修改 bookmark-collection 仓库的 yaml:

name: Bookmark Summary
on:
  workflow_dispatch:  # 只保留手动触发和被其他 workflow 触发的情况
concurrency:
  group: mygroup
  cancel-in-progress: false
jobs:
  summarize:
    runs-on: ubuntu-latest
    steps:
      - name: Checkout bookmark-collection
        uses: actions/checkout@v2
        with:
          path: bookmark-collection
      - name: Checkout bookmark-summary
        uses: actions/checkout@v2
        with:
          repository: VandeeFeng/bookmark-summary
          path: bookmark-summary
          token: ${{ secrets.PAT }}
      - name: Set up Python
        uses: actions/setup-python@v2
        with:
          python-version: '3.x'
      - name: Install dependencies with retry
        uses: nick-fields/retry@v3  # 使用 retry 包装安装依赖步骤
        with:
          timeout_minutes: 2  # 每次尝试的超时时间(2分钟)
          max_attempts: 3  # 最大重试次数
          command: |
            python -m pip install --upgrade pip
            pip install requests waybackpy
      - name: Process changes with retry
        uses: nick-fields/retry@v3  # 包装变更处理步骤
        with:
          timeout_minutes: 2  # 每次尝试的超时时间(5分钟)

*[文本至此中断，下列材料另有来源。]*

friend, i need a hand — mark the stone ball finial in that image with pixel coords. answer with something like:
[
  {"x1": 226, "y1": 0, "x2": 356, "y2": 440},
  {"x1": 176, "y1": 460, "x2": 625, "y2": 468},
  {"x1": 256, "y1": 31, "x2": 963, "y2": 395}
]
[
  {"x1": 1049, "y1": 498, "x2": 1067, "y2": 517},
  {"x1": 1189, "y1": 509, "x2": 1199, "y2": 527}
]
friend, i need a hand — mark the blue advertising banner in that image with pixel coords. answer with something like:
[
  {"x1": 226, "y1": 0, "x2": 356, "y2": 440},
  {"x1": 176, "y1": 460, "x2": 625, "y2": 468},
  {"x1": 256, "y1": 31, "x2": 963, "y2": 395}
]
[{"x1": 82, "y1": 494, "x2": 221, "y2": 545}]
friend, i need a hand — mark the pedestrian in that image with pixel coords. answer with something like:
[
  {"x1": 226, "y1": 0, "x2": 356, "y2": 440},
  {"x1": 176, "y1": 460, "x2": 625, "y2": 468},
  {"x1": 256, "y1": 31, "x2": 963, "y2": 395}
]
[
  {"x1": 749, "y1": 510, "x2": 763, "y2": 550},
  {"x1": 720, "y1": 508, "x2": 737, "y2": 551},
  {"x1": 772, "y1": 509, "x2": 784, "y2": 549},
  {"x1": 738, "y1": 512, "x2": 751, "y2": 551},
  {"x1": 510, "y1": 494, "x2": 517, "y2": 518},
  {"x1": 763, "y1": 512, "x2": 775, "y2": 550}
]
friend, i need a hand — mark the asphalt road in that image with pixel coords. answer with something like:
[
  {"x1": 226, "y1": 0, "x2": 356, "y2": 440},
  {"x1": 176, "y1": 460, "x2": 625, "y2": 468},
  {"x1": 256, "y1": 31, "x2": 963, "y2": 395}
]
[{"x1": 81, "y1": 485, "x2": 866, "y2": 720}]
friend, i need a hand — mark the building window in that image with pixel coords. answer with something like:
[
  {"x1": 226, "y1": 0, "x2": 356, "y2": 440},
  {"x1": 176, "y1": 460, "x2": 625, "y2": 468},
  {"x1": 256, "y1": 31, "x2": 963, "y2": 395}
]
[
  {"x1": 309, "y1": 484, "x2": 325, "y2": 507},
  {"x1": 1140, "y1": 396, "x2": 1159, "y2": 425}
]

          max_attempts: 3  # 最大重试次数
          command: |
            OPENAI_API_KEY=${{ secrets.OPENAI_API_KEY }} \
            OPENAI_API_MODEL=${{ secrets.OPENAI_API_MODEL }} \
            OPENAI_API_ENDPOINT=${{ secrets.OPENAI_API_ENDPOINT }} \
            TEABLE_TABLE_ID=${{ secrets.TEABLE_TABLE_ID }} \
            TEABLE_TOKEN=${{ secrets.TEABLE_TOKEN }} \
            python bookmark-summary/process_changes.py
      - name: Commit changes to bookmark-summary
        run: |
          cd bookmark-summary
          git config --local user.email "action@github.com"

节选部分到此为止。